High-resolution scanning imaging measurements are conventionally made by precisely moving a sample in a focused X-ray beam. In this study, researchers at PETRA III successfully scanned the beam across an iron sample by tilting the reflective optics. The sample melted and oxidized under 50 gigapascals of pressure inside a diamond anvil cell (DAC), a type of bulky sample environment.
Widespread adoption of X-ray ptychography for in situ and in operando measurements at synchrotrons has previously faced major challenges, including a low number of coherent photons available for scanning thick samples, and control and stability of the sample position in heavy or bulk environments.

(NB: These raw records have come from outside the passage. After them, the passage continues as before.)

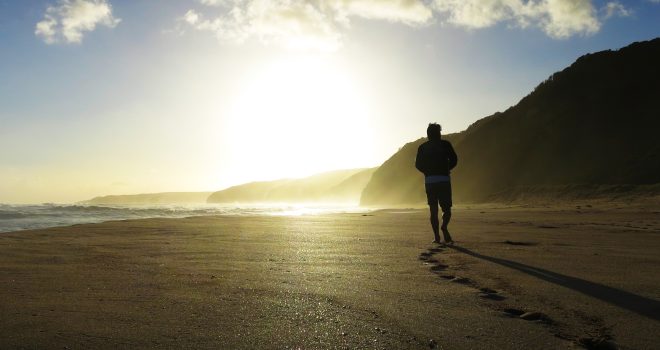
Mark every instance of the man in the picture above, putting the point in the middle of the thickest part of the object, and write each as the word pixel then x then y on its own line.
pixel 435 158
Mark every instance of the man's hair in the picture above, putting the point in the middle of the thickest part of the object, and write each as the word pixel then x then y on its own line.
pixel 433 131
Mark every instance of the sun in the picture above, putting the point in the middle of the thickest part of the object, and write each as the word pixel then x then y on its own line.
pixel 298 116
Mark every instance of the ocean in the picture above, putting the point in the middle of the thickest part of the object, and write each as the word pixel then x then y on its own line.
pixel 26 217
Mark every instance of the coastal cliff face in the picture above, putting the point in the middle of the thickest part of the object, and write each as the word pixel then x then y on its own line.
pixel 586 130
pixel 334 186
pixel 150 198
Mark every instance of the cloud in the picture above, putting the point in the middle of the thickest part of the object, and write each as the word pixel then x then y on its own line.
pixel 315 25
pixel 319 24
pixel 410 12
pixel 69 19
pixel 616 9
pixel 557 18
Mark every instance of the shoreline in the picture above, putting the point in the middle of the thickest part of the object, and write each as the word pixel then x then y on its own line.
pixel 337 280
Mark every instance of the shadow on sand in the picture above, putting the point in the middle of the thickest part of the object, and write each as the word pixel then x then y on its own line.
pixel 629 301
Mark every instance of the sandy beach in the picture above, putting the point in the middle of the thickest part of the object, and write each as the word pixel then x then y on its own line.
pixel 519 278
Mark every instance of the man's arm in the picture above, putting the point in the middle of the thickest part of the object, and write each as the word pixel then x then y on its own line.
pixel 419 160
pixel 452 158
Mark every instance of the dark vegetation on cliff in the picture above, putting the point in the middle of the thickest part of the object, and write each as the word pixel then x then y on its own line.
pixel 589 128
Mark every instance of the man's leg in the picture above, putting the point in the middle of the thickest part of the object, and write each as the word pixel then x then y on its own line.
pixel 435 222
pixel 446 216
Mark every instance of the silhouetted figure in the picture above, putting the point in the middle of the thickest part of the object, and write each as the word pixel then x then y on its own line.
pixel 435 158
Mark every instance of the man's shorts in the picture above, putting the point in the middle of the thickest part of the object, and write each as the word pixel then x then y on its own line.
pixel 439 193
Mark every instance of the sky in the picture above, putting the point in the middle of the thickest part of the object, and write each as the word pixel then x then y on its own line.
pixel 103 97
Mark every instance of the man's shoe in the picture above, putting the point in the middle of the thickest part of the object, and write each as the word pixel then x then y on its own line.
pixel 447 236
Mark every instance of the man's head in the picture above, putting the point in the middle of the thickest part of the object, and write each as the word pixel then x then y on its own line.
pixel 433 131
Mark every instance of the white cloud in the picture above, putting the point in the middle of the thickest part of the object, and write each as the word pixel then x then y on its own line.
pixel 318 24
pixel 300 24
pixel 411 12
pixel 616 9
pixel 69 19
pixel 557 18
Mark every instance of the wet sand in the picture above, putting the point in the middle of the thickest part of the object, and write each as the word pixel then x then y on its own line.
pixel 577 276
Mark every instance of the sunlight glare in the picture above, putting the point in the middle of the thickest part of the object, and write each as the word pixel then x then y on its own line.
pixel 300 116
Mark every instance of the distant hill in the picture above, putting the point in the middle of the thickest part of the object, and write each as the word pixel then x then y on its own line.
pixel 151 198
pixel 593 125
pixel 335 186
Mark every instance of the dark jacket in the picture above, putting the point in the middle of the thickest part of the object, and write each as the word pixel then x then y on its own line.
pixel 436 157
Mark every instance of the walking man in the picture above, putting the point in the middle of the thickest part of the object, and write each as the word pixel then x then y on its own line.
pixel 436 158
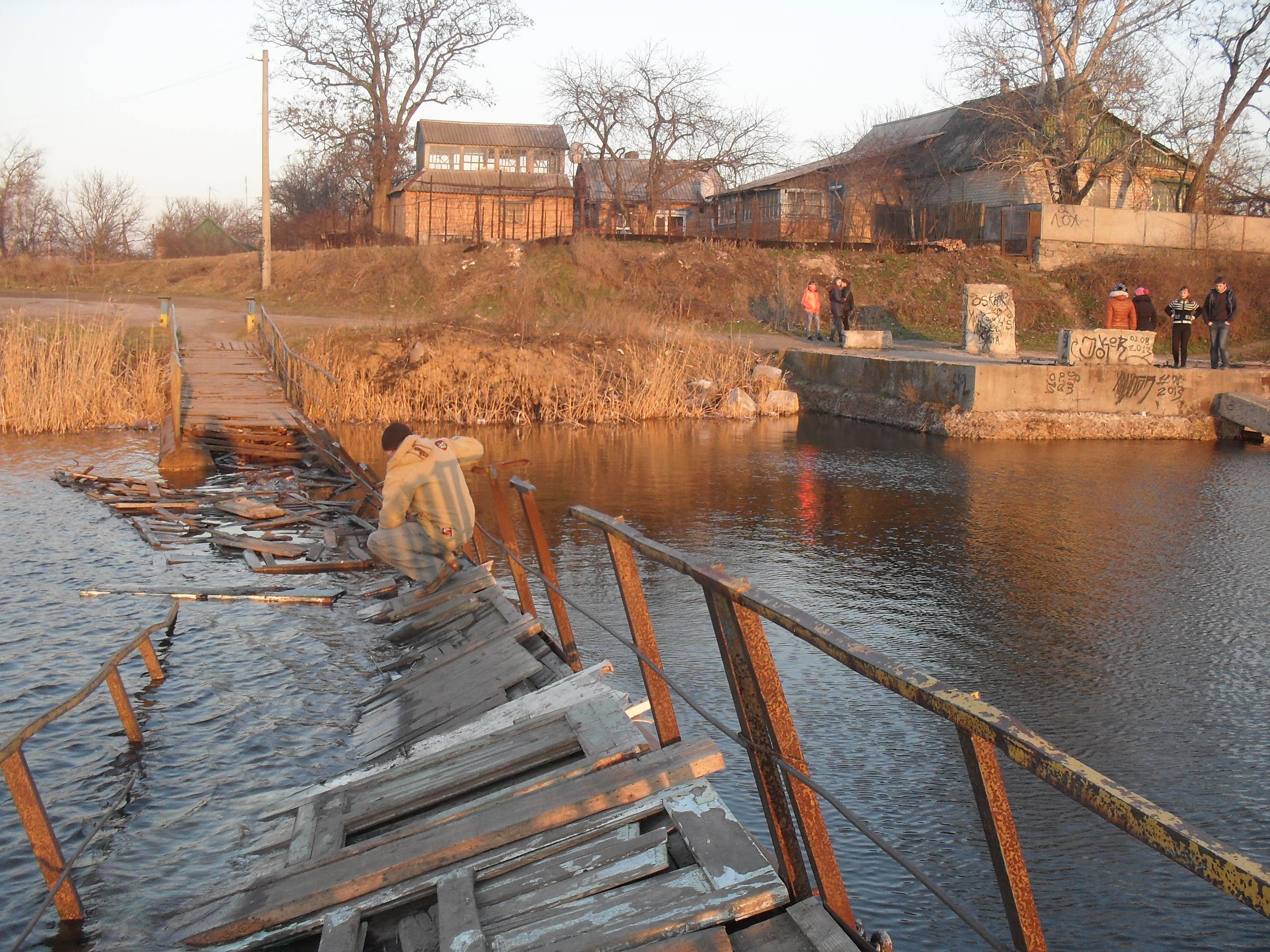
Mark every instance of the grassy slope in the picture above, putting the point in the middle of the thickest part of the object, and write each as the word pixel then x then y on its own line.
pixel 634 291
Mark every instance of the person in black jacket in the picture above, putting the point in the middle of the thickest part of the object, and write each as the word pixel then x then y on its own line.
pixel 1218 313
pixel 842 302
pixel 1146 309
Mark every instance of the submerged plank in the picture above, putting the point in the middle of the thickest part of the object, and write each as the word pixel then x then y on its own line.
pixel 456 914
pixel 361 871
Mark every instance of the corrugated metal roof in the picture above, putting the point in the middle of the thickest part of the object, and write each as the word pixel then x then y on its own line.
pixel 633 173
pixel 492 134
pixel 905 132
pixel 780 177
pixel 489 182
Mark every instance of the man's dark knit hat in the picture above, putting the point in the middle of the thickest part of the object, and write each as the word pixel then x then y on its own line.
pixel 393 436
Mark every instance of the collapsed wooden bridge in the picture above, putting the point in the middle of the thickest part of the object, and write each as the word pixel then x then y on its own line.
pixel 511 799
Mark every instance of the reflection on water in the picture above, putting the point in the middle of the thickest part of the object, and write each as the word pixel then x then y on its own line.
pixel 1108 595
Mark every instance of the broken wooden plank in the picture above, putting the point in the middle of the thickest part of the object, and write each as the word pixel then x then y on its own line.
pixel 820 928
pixel 287 550
pixel 418 933
pixel 619 866
pixel 706 941
pixel 457 924
pixel 492 864
pixel 465 582
pixel 250 508
pixel 342 933
pixel 723 848
pixel 582 686
pixel 275 595
pixel 360 871
pixel 303 568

The small number of photons can be addressed at 4th generation synchrotrons such as MAX IV, but the challenge of nanometre control of heavy samples remains. One potential solution could be use of a scanning element, such as a mirror, however this may introduce aberrations to the beam. Another challenge is determining the exact place where the beam hits the sample.
Explore research opportunities with ptychography at MAX IV beamlines NanoMAX and SoftiMAX.
Beam test
Inspiration for the new modality came from a research project initiated by a collaboration with ZEISS. This project aimed to expand the applicability of a prototype for an adaptive deformable mirror for lithography machines, correcting aberrations in mirrors for 13.5 nm EUV radiation.
“We were aiming to build a special setup to correct dynamically X-ray aberrations, and as a prototype, we built a scanning beam setup as a testbed, as it is a perfect case study due to the aforementioned challenges. However, we went too far in improving it, which eliminated the need to correct aberrations and achieve unexpectedly good resolution from the outset,” said Mikhail Lyubomirskiy, MAX IV senior coherent imaging expert, who led the study.
The new beam scanning method holds potential for improvements in many areas. This study applied the method to phase contrast imaging – ptychography. Other contrast techniques possible to combine include fluorescence, X-ray diffraction (XRD), and secondary electrons.
“Beam scanning X-ray microscopy opens up an avenue for dynamic process studies that were not feasible so far. For example, an industry-scale chemical reactions in operando, where bulky and heavy chambers are used. Or, as we demonstrated with high pressures, it is possible to see what is happening inside a not-so-lightweight DAC (400g), or even a large-volume press (a few tons),” explained Lyubomirskiy. “Another direction is high-speed processes, where 4th generation synchrotrons will improve it since more usable photons will be available, such as with MAX 4U. Those experiments involve operando study of power electronics failure, additive manufacturing or processes where the sample cannot be fixed, such as biological samples under cryojet or in liquid.”
To fully realize the new modality for ptychography will also demand something more from the science community—a new approach to data processing for new experimental geometry, which requires a completely new data pipeline.